From a36fc09fea72755de2827ad207f142e535d2a970 Mon Sep 17 00:00:00 2001
From: PENG Bo <33809201+BlinkDL@users.noreply.github.com>
Date: Mon, 23 Aug 2021 07:34:03 +0800
Subject: [PATCH] Update README.md

---
 README.md | 6 +++---
 1 file changed, 3 insertions(+), 3 deletions(-)
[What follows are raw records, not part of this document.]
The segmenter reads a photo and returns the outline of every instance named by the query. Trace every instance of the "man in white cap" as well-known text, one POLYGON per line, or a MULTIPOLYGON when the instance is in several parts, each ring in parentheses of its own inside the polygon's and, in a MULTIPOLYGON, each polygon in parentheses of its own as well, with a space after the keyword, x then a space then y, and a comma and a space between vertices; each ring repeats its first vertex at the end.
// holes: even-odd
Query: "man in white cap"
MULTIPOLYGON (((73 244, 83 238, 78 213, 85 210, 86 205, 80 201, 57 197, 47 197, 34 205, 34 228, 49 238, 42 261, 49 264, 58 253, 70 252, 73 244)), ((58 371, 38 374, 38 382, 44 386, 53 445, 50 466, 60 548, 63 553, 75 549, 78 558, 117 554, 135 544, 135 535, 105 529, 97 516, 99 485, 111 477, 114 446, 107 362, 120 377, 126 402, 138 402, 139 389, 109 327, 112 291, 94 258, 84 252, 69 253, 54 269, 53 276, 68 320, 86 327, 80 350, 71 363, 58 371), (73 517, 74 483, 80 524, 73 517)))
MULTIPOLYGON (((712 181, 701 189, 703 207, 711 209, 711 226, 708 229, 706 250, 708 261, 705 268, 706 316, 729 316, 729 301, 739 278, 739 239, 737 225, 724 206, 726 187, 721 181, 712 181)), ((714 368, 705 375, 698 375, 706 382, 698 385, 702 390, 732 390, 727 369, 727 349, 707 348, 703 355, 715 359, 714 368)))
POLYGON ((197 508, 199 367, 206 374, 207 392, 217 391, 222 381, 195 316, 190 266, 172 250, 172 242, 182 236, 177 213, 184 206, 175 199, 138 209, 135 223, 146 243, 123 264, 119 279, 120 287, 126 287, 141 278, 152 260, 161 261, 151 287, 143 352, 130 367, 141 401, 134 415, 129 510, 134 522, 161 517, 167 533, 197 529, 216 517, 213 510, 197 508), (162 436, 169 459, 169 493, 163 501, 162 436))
diff --git a/README.md b/README.md
index 56d27df..8e5bfd5 100644
--- a/README.md
+++ b/README.md
@@ -54,13 +54,13 @@ You can use token-shift in usual QKV self-attention too. I looked at the weights
 
 p.s. There is a MHA_pro model in this repo with strong performance. Give it a try :)
 
-# Sampling method
+# The top-a Sampling method
 
-We also propose a new sampling method (as in src/utils.py):
+We also propose a new sampling method called top-a (as in src/utils.py):
 
 (1) Find the max probability p_max after softmax.
 
-(2) Remove all entries whose probability is lower than 0.02 * pow(p_max, 2)
+(2) Remove all entries whose probability is lower than 0.02 * pow(p_max, 2). So it's adaptive, hence "top-a".
 
 (3) Feel free to tune the 0.02 and 2 factor.